Chilean salmon exports to the U.S. stopped after unsettling discovery

July 19, 2013

A chemical carcinogen found in salmon products has prompted the FDA to stop all U.S.-bound imports of fresh and frozen salmon produced by the Marine Harvest firm in Chile, according to Fish Info and Services Co (FIS). Salmon exports are one of the most prominent industries in Chile.

The discovery happened in early June when a batch of salmon contained traces of crystal violet (sometimes referred to as gentian violet), which is typically used to remove fungi in tanneries and the farmed salmon industry. The use of this chemical is illegal and is prohibited for use in food throughout the European Union and the U.S. Studies on this carcinogen have showed a negative impact on laboratory animals exposed to the crystal violet.

“The crystal violet is an antifungal product that is prohibited in Chile and the U.S. due to its carcinogenic effects,” as stated by Analia Murias’ article in FIS.

According to their website, Marine Harvest is “the world’s leading seafood company and the largest producer of farmed salmon.” Their companies and products span across the globe in 20 countries.

The Santiago Times reports that Marine Harvest’s sales and marketing director claims the company doesn’t use crystal violet and officials in Chile did not detect any of the substance prior to the salmon being shipped to North America.
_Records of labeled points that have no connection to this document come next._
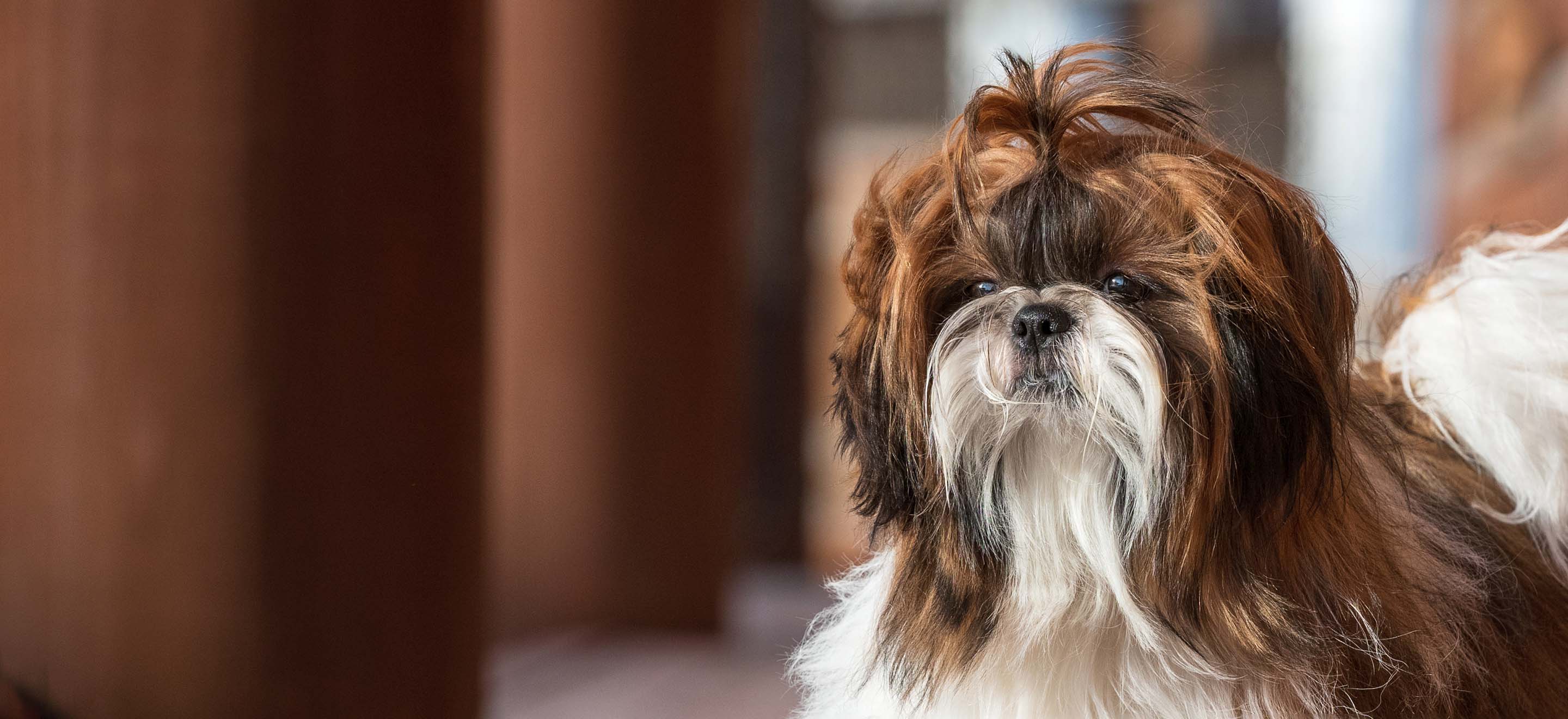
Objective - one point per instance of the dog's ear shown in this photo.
(879, 363)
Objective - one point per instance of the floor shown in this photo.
(598, 675)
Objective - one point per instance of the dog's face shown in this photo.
(1081, 271)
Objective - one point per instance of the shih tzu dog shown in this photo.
(1120, 458)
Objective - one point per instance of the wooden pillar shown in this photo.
(618, 310)
(241, 377)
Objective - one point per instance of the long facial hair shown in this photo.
(1205, 460)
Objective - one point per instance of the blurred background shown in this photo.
(471, 358)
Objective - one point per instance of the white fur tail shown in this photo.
(1485, 355)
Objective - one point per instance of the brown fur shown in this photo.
(1319, 517)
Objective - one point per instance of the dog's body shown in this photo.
(1132, 467)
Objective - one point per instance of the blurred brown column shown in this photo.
(618, 299)
(241, 379)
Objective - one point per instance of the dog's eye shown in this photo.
(1122, 285)
(981, 289)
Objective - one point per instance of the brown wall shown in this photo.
(241, 379)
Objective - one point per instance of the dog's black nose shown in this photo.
(1036, 324)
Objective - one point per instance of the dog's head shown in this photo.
(1079, 269)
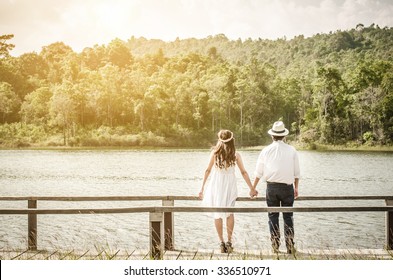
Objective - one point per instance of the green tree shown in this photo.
(9, 101)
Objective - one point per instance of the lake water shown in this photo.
(132, 173)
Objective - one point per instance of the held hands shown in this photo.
(200, 194)
(253, 193)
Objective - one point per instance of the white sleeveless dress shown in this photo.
(221, 190)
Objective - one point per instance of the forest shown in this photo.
(334, 88)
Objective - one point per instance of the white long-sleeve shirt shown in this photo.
(278, 163)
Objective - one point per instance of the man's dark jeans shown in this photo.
(280, 195)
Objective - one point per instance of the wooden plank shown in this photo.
(185, 198)
(32, 226)
(196, 209)
(389, 227)
(169, 226)
(156, 235)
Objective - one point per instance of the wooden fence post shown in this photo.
(156, 235)
(389, 226)
(32, 225)
(169, 226)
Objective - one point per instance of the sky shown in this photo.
(85, 23)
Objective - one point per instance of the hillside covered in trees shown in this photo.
(334, 88)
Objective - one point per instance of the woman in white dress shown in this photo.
(221, 191)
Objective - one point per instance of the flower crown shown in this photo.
(226, 140)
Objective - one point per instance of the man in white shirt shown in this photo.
(278, 165)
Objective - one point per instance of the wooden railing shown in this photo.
(161, 217)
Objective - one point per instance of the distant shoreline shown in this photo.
(315, 147)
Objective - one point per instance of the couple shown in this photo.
(277, 164)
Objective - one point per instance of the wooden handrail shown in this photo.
(161, 217)
(189, 209)
(185, 198)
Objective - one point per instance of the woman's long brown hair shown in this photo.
(225, 151)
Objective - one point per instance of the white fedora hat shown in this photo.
(278, 129)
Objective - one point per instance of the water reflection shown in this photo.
(106, 173)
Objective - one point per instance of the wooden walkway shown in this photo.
(312, 254)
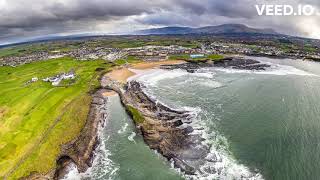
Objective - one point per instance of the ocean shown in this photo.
(261, 122)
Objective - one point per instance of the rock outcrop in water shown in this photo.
(164, 129)
(234, 63)
(80, 150)
(170, 131)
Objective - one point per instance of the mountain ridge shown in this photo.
(219, 29)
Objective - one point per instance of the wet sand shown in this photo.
(122, 74)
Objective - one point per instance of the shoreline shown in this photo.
(80, 151)
(123, 74)
(170, 131)
(172, 125)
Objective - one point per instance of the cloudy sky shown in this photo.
(23, 19)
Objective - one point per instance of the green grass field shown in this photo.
(36, 119)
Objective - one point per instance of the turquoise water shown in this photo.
(271, 120)
(122, 154)
(263, 122)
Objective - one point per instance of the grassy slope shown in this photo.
(36, 119)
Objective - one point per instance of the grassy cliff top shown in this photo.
(37, 118)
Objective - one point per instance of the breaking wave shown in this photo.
(220, 163)
(274, 69)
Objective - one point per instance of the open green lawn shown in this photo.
(36, 119)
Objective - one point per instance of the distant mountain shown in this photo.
(221, 29)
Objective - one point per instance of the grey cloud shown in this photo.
(23, 18)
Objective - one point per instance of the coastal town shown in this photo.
(161, 52)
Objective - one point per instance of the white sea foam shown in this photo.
(123, 128)
(101, 159)
(275, 69)
(131, 137)
(225, 166)
(152, 77)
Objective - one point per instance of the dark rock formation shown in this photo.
(80, 150)
(164, 129)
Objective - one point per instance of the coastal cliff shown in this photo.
(80, 150)
(164, 129)
(169, 131)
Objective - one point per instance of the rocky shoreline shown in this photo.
(169, 131)
(164, 129)
(80, 151)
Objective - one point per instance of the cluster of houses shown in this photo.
(238, 48)
(158, 52)
(55, 80)
(34, 79)
(150, 53)
(231, 48)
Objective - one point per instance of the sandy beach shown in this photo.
(122, 74)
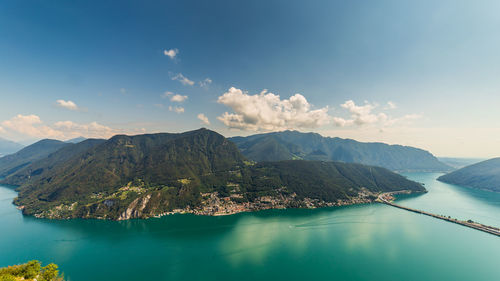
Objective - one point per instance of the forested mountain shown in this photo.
(458, 163)
(483, 175)
(39, 150)
(311, 146)
(54, 159)
(76, 140)
(8, 147)
(198, 171)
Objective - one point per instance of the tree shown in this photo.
(32, 269)
(50, 272)
(7, 277)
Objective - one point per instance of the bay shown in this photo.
(365, 242)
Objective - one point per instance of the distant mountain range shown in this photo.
(483, 175)
(76, 140)
(8, 147)
(200, 172)
(289, 145)
(459, 163)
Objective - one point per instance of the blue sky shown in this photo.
(420, 73)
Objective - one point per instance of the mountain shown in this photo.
(8, 147)
(76, 140)
(289, 145)
(38, 167)
(459, 163)
(483, 175)
(39, 150)
(199, 172)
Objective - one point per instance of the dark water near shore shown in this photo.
(369, 242)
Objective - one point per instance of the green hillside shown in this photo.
(8, 147)
(483, 175)
(36, 168)
(147, 175)
(37, 151)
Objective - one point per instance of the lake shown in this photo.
(365, 242)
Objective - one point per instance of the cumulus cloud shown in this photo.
(31, 126)
(167, 94)
(364, 115)
(172, 53)
(268, 112)
(90, 130)
(203, 119)
(67, 104)
(360, 115)
(183, 79)
(205, 82)
(176, 109)
(178, 98)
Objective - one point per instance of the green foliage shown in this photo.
(483, 175)
(11, 163)
(7, 277)
(50, 272)
(293, 145)
(153, 174)
(30, 271)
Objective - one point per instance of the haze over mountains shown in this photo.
(311, 146)
(483, 175)
(8, 147)
(39, 150)
(147, 175)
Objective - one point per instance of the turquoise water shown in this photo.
(369, 242)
An investigation is underway to determine the contaminant source.

The Import Genius database detailing ocean freight shipping records shows nearly 2,100 shipments imported into the U.S. from Marine Harvest firm in Chile since 2006. Of those shipments, almost 1,500 contained salmon products. The data also shows that Marine Harvest has imported 22 shipments containing salmon since the start of 2013, and the weight of these imports exceeded 881,500 pounds.
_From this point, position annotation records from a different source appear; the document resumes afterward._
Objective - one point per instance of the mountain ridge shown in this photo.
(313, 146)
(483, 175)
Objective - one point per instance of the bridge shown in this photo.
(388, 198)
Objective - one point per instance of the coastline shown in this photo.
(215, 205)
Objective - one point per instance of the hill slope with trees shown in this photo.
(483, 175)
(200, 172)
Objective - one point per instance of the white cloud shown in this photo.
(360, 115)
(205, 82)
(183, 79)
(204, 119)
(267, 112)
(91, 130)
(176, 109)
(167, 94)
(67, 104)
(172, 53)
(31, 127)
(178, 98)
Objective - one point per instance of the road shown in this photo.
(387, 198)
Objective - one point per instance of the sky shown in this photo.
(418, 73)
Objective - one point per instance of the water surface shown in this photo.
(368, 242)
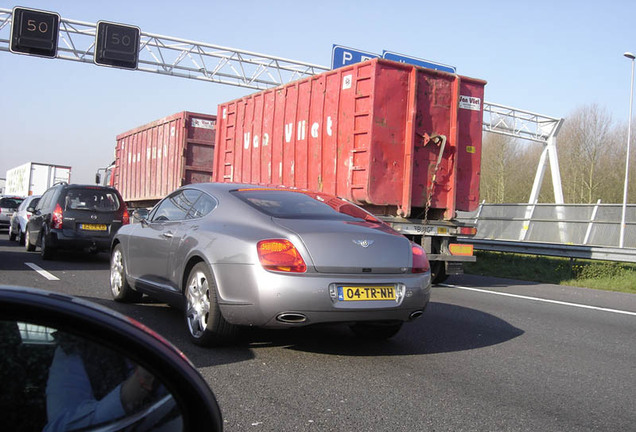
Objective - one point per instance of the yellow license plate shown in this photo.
(93, 227)
(359, 293)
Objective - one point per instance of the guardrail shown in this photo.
(567, 230)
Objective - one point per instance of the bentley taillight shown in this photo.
(280, 255)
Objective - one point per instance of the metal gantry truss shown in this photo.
(531, 126)
(207, 62)
(178, 57)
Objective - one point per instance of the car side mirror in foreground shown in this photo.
(69, 364)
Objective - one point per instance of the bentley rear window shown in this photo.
(302, 205)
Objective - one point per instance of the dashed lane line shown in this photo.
(42, 272)
(578, 305)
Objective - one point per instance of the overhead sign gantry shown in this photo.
(46, 34)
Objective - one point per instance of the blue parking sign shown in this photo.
(343, 56)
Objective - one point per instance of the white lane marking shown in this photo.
(42, 272)
(582, 306)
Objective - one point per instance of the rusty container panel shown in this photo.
(367, 132)
(153, 160)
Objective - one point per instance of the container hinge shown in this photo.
(441, 141)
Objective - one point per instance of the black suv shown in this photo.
(70, 216)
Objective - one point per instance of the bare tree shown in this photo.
(584, 152)
(504, 176)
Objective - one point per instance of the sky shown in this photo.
(548, 57)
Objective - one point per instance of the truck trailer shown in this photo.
(154, 159)
(401, 141)
(34, 178)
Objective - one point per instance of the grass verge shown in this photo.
(602, 275)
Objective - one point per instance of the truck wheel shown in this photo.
(46, 250)
(376, 330)
(206, 325)
(438, 272)
(30, 247)
(119, 287)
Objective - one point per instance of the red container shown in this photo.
(153, 160)
(363, 133)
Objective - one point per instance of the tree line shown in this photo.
(591, 150)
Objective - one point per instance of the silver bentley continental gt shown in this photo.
(235, 255)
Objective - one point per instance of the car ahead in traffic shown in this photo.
(70, 216)
(241, 255)
(8, 206)
(21, 216)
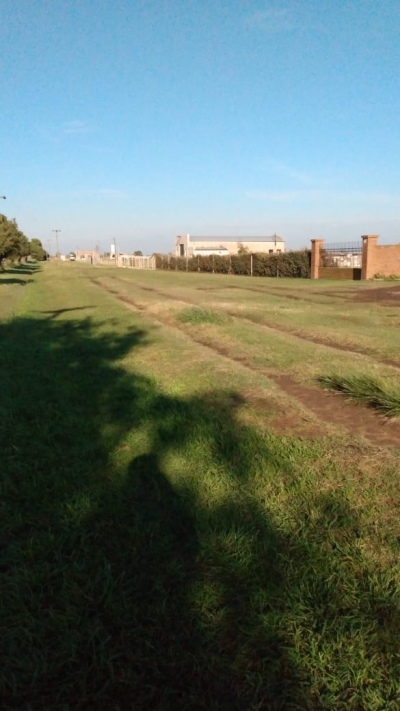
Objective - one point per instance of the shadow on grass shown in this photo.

Their website states the main product produced in Chile is “Atlantic salmon, sold fresh and frozen in a variety of forms such as: whole, fillets, steaks, boneless fresh. Smoked salmon is an additional product.” According to Murias, the ban on imports does not apply to smoked salmon.

Looking at a global overview since 2006, Marine Harvest companies’ exports of salmon to the U.S. have ranged from about 220 to nearly 600 shipments annually. Their imports peaked in 2007 with 581 shipments, but have since decreased with just less than 200 shipments recorded during 2012.
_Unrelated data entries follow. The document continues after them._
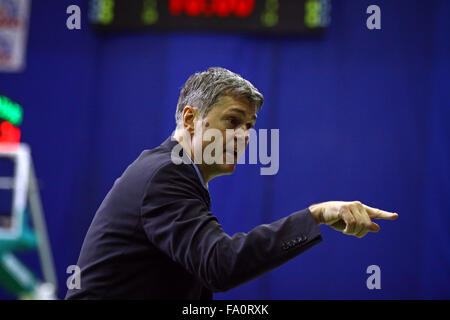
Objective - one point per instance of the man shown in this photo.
(154, 236)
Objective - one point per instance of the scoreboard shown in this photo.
(304, 17)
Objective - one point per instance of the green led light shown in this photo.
(313, 9)
(150, 12)
(106, 11)
(10, 111)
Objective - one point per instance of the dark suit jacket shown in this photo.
(154, 237)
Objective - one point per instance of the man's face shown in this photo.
(232, 118)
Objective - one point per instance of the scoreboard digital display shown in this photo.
(304, 17)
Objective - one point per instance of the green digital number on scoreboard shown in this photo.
(259, 16)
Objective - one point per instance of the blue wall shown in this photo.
(362, 115)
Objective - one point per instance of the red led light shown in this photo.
(9, 137)
(220, 8)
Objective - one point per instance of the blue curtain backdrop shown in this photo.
(362, 115)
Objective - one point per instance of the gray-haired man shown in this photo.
(154, 236)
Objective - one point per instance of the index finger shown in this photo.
(380, 214)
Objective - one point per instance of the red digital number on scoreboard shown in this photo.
(221, 8)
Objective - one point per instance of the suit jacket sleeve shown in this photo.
(177, 221)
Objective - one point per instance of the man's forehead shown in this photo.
(230, 104)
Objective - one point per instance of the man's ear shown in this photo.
(189, 114)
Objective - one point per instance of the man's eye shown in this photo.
(232, 121)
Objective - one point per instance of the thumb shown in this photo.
(374, 227)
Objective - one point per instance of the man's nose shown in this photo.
(242, 134)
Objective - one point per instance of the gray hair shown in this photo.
(204, 89)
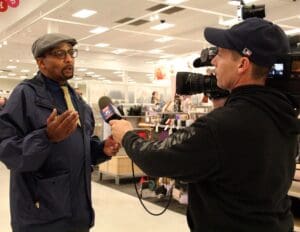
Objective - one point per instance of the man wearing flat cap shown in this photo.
(239, 159)
(46, 141)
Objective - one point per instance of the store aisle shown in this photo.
(115, 211)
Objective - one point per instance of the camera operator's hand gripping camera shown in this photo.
(188, 83)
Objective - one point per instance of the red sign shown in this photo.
(3, 5)
(13, 3)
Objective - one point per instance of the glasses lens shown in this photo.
(73, 53)
(61, 54)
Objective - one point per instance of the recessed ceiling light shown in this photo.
(84, 13)
(175, 1)
(99, 30)
(89, 73)
(156, 51)
(119, 51)
(11, 67)
(164, 39)
(81, 69)
(292, 31)
(102, 45)
(229, 22)
(239, 2)
(162, 26)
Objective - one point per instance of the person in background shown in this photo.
(239, 159)
(3, 101)
(47, 142)
(155, 98)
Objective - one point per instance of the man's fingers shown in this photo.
(52, 116)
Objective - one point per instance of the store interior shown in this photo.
(128, 49)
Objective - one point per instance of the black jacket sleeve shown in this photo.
(188, 154)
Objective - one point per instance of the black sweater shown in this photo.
(239, 161)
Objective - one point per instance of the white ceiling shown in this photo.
(32, 18)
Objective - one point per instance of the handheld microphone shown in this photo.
(107, 110)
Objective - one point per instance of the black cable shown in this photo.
(140, 197)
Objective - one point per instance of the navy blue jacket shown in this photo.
(50, 187)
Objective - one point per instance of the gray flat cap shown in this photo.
(48, 42)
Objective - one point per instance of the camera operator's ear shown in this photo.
(244, 64)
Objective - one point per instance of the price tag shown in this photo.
(13, 3)
(3, 5)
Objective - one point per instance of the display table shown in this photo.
(119, 167)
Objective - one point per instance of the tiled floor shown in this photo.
(115, 211)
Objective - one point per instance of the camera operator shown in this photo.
(239, 159)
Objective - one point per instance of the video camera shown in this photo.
(188, 83)
(284, 75)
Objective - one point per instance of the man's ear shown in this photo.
(244, 64)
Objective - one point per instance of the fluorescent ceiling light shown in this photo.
(175, 1)
(84, 13)
(293, 31)
(164, 39)
(102, 45)
(99, 30)
(162, 26)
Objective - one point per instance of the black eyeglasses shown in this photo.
(61, 54)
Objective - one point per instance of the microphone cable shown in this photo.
(141, 200)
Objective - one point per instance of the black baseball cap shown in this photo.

Delving into an overall snapshot of salmon imports into the U.S. this year, the first quarter saw strong numbers with a monthly average of 750 salmon shipments imported from January through March. The beginning of the second quarter followed a similar trend with 680 and 770 shipments recorded in April and May, respectively. However, imports began to slump last month and numbers have continued to drop. Less than 400 salmon shipments were received in June while about 150 have been received to date in July. Imports throughout the third quarter and into late 2013 will determine how much of a broader impact this contaminated salmon may have on overall U.S. imports of salmon products.